For Computers and Writing (Hypertext 3.0)

I am used to thinking of hypertext in the form of a hyperlink. Possibly because I took some web design courses and had to learn HTML, WYSIWYGs, etc. I tend to think of hypertext as code, and the links/images that it produces on the screen for you to click on. Again, I went searching for answers on YouTube. I easily identified with hypertext in this context:



I think this made the most sense, because it is a traditional view of what hypertext is. After thinking about the reading I think that this may be too narrow a definition for what hypertext really is. If hypertext "reconfigures text in a fundamental way not immediately suggested by the fact of linking", then what else can hypertext be (Landow 84)? The answer seems to be in the fact that hypertext is not just text but includes visual elements (hypermedia) that are not the same as hyperlinks.

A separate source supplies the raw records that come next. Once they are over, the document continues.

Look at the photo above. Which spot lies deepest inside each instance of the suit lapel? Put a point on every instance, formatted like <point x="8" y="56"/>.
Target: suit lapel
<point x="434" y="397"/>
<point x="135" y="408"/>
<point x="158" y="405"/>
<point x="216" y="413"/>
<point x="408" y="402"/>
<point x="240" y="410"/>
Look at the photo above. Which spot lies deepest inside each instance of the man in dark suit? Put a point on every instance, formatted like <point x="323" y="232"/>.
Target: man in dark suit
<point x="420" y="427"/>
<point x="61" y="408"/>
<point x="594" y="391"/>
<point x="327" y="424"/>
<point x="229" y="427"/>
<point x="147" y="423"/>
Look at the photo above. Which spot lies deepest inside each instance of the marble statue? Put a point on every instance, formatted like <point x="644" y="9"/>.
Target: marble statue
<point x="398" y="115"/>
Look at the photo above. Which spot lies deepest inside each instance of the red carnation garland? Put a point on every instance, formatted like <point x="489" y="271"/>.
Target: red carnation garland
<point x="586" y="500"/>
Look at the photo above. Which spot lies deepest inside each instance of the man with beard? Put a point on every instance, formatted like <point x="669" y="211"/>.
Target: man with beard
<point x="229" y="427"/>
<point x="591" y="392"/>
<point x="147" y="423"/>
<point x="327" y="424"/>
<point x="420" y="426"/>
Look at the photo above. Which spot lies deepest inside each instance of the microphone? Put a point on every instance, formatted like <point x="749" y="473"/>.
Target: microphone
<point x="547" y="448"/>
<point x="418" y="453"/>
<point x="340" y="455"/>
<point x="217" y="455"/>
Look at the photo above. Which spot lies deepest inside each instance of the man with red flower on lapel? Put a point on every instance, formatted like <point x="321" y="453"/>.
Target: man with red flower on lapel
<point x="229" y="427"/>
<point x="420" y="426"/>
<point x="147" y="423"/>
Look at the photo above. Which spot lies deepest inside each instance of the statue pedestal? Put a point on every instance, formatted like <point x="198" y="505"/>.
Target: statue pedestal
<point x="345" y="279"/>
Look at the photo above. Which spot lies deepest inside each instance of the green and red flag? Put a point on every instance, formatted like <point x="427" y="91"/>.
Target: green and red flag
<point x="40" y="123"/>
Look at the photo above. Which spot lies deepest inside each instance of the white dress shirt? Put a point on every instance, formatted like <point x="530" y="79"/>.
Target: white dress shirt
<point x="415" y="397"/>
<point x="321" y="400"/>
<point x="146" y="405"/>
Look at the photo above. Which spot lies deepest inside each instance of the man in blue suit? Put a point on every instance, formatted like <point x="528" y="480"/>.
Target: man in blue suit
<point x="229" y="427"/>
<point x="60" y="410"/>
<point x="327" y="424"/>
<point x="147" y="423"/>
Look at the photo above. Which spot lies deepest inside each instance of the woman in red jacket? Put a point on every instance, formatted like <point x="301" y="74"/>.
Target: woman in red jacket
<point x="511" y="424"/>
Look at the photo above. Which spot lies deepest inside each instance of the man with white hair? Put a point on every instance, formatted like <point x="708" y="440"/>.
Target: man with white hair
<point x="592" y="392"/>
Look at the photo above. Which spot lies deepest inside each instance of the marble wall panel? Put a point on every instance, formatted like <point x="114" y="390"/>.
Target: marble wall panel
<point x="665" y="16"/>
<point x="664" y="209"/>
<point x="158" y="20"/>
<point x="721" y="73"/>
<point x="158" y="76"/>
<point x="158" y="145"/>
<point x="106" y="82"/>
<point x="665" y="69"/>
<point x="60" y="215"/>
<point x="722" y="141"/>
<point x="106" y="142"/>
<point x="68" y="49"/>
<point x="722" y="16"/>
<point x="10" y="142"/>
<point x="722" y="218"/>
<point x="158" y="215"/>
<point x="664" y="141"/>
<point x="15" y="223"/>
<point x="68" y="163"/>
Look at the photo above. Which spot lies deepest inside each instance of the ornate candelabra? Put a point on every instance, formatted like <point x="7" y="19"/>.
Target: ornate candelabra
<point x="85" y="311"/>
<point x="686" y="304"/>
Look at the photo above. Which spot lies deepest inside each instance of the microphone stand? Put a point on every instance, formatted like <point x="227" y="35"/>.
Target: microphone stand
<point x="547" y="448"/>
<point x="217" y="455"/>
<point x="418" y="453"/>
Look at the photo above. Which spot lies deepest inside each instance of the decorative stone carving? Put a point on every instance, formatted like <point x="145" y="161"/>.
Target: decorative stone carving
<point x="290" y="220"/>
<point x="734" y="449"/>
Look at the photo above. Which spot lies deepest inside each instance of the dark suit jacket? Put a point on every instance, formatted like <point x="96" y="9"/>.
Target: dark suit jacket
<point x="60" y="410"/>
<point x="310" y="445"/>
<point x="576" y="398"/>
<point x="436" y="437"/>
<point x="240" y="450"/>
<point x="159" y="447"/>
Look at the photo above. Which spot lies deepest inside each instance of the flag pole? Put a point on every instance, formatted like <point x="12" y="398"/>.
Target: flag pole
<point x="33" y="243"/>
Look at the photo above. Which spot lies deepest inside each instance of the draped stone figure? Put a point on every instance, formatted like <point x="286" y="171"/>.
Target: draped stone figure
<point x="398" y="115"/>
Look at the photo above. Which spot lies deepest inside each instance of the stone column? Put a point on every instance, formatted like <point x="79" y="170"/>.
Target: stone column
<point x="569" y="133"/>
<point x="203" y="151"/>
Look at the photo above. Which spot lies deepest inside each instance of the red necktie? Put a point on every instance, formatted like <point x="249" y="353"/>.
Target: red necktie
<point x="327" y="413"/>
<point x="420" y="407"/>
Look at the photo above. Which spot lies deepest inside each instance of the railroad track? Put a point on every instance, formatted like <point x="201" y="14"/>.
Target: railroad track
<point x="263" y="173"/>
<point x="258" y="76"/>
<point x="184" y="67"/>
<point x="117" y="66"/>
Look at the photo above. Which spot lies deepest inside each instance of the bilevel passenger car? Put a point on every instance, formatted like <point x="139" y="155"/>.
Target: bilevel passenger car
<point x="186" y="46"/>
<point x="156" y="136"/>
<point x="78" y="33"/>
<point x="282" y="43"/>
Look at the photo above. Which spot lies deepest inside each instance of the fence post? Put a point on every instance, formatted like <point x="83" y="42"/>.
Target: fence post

I found this video rather interesting in that she had a definition of hypermedia as an "extension of hypertext". The book links the two terms together, because to Landow "hypertext systems link together passages of verbal text with images as easily as they link two or more passages of text" and can be used interchangeably since "hypertext includes hypermedia" (84). I think Landow's view is interesting because when I think of how a print book includes pictures it doesn't suddenly stop being a book. Is it still hypertext if it includes images? I think so. The definition of hypertext is expanding beyond the hyperlink, to includes any method of interaction with a text.